Bewerbung auf Stelle im höheren Dienst
#1

Ich grüße in die Runde! Ich lese hier seit geraumer Zeit mit und hätte gern auch mal eine Frage gestellt:

Ich bin als Beamter in einer Behörde (Bayern) tätig. Es gilt jedoch das Bundesrecht, da die Behörde deutschlandweit tätig ist.
Die aktuelle Eingruppierung ist: gehobener Dienst A10 Bund. Ich bin seit 9 Jahren tätig und übe zu
etwa 25% Tätigkeiten des höheren Dienstes aus.

Nebenberuflich habe ich in diesen Jahr ein Masterstudium (M.Eng.) absolviert.
Gern würde ich mich auf eine Stelle im höheren Dienst bewerben. 

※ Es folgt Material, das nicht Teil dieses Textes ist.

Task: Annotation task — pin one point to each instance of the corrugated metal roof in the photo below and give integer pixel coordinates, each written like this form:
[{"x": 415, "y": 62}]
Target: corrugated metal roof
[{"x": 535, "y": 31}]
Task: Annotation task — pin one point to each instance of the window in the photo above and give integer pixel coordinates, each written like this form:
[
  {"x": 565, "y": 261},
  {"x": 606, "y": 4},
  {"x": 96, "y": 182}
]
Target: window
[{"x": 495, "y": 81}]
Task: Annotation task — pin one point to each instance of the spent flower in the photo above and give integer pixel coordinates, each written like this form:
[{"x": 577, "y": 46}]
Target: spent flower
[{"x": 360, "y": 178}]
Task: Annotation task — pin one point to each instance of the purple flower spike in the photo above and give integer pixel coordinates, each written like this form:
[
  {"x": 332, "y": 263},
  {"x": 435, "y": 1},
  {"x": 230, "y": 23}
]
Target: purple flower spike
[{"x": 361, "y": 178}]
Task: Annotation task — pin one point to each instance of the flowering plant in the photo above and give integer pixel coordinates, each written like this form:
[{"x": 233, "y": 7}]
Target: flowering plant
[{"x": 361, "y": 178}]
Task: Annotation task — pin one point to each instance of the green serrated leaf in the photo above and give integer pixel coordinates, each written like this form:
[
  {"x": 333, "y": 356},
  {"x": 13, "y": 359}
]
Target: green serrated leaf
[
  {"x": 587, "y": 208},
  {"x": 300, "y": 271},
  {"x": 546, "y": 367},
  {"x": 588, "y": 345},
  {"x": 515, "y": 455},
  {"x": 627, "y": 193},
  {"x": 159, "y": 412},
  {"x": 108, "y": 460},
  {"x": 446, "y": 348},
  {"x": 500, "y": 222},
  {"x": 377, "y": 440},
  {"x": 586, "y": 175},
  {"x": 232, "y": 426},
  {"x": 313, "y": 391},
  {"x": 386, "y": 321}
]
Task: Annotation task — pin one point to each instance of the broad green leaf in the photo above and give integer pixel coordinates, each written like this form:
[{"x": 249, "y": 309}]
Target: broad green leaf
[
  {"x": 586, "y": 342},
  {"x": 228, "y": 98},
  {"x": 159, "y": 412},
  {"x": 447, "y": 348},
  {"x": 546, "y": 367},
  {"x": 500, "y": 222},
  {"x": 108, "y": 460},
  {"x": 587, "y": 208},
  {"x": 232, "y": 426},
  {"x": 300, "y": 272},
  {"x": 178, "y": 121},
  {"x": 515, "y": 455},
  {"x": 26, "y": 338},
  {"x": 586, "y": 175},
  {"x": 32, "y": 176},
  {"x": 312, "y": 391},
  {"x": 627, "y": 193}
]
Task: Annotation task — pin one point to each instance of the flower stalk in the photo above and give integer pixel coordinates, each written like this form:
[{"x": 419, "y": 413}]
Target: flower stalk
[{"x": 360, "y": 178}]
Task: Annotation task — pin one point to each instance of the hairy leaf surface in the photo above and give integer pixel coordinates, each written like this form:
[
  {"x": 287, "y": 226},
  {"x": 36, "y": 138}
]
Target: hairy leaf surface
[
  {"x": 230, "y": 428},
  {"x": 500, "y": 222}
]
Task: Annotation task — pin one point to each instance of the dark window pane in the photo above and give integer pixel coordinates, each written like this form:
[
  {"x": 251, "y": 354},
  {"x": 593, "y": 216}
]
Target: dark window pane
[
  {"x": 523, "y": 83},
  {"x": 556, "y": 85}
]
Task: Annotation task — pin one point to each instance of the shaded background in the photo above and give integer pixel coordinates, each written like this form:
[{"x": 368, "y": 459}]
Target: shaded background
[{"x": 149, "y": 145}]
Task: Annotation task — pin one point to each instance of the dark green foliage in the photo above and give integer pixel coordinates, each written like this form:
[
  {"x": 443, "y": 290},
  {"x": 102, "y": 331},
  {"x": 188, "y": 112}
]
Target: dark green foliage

Derzeit sind auch zwei Stellen im höheren Dienst ausgeschrieben. Das Anforderungprofil
der Stellenausschreibungen passt völlig auf meine Qualifikation - allerdings mit einer Ausnahme:
es wird in der Ausschreibung eine zweijährige einschlägige Berufserfahrung gefordert.

Da ich jedoch mein Masterstudium erst in 2020 abgeschlossen habe, kann ich natürlich hiermit nicht aufwarten.
Die Personalverantwortlichen haben meine Bewerbung zurückgeschickt mit der Begründung:
"erfüllt die Anforderungen nicht". Dies bedeutet konkret: die zwei Jahre Berufserfahrung als Master
fehlen - eine Ablehnung meiner Bewerbungen aus formalen Gründen.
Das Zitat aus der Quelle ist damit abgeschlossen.